As the only Korean-American in the state Legislature, Assemblywoman Ellen Park was an obvious choice to be a delegate on the governor’s nine-day East Asia Economic Mission that ended last week.
The impact of her presence, however, was much deeper than merely her heritage.
The first-term Democrat from the 37th District (the Englewood area of Bergen County) was part of the group that joined Gov. Phil Murphy on his state visits with the top leaders in Japan, South Korea and Taiwan — and part of the group that accompanied first lady Tammy Murphy on her visits with female business leaders in the region.
Once there, Park used her political skills, smarts — and her competency in the local languages — to make an impression on everyone in the room.
The governor certainly was wowed.
“Assemblywoman Ellen Park is a rising star in New Jersey,” he said. “From participating in high-level meetings with heads of state to facilitating business connections, Ellen was an incredible asset on our trip. We’re grateful for her counsel and look forward to her continued contributions to our state.”
The governor wasn’t the only one who noticed.
Park, who immigrated to the U.S. from Korea in 1978 (when she was 6), said the notoriety she received in Asia (she was sought out by local media at every stop) gave her a greater understanding of how impactful she can be in New Jersey as a role model and thought leader for her community.
“People have always told me, ‘You have so much power,’ but I didn’t understand it,” she said. “Now, I see it.”
Her biggest goal is to help others in her community see that they can be change agents, too.
“I want them to see what my representation means,” she said. “Koreans traditionally have had low voter turnouts. I want them to understand what it means to have someone from their community represent them.”
And not just in the political world.
Park said she wants those in her district to understand the impact that all public service can have.
“We need more teachers, we need more police officers, we need more EMTs,” she said. “We need to make people understand what service is about, especially in District 37, which is one of the most diverse in the state.”
That diversity is not found everywhere, Park said.
“There are towns in the district that I represent that have only a handful of teachers who are Korean, but have a population that is 30% Korean,” she said. “That’s not right.”
Park said Korean culture partially is to blame.
“Like so many people in my generation, we were taught by our parents that you needed to become a doctor or a lawyer — that you have to make money to be successful,” she said. “They never told us, ‘You can be a teacher or a police officer or a firefighter and be an agent of change in our community.’”
That community culture is a big part of Park’s personal story.
She was thrilled by the amount of respect she received as an elected official in Korea — but not surprised. A year ago, she visited Korea for a conference that invited elected officials of Korean descent from around the world.
But Park said she also knows that her experience is not necessarily the norm for women. From the pay gap (which is worse in Asia) to general mistreatment of women, there are challenges in Korea, she said.
“There still is a long way to go,” she said.
There is a roadmap, however. Park said she is stunned to see how much South Korea has changed just in her lifetime, becoming one of the 10 biggest economies in the world.

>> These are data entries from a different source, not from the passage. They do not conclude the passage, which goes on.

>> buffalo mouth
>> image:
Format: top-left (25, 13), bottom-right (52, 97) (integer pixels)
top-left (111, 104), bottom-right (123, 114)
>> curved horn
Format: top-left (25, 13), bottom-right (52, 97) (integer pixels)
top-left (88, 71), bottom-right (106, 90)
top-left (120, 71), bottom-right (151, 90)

“I’m so proud of all we have accomplished, considering we just to be one of the poorest countries in the world,” she said. “I remember, when we left, we still didn’t have running water in our house. We had to use an outhouse. And we had coal-burning stoves in the kitchen that basically heated up the entire house. That was 45 years later, but it’s still dramatic.”
As is the Korean impact on popular culture.
From K-Pop to movies, food, beauty products and more, Korean culture is becoming mainstream in the U.S. and around the world.
Increasing that awareness is what a trip such as this can do, Park said.
“I am so thrilled that these countries are finally being recognized not only as economic powerhouses,” she said. “I am also happy that it seems people around the world and the U.S. finally know with certainty that these three countries have different cultures, heritages and history — and speak different languages.
“For many years after I immigrated to the U.S., many would refer to most Asians as Chinese.”
That’s not to say everything is A-OK.
The backlash during the pandemic, against Asian countries, most notably China, was strong.
“I hope that there will be something positive that comes as a result of bias against East Asians during Covid — that there will be more of us getting involved in politics, public service and schools, places where we are seen, have a say and can make an impact,” she said.
Park certainly did that on the mission trip.
Wes Mathews, the CEO of Choose New Jersey, which sponsored the trip, said Park’s impact was felt by all. One signing — a reciprocal agreement on driver’s licenses in New Jersey and South Korea — was a direct result of her input.
“Her ability to speak Korean and understand a bit of Mandarin was also a bridge-builder for New Jersey on the mission,” Mathews said. “Her energy and enthusiasm, not only to represent District 37, but the entire state, was palpable.”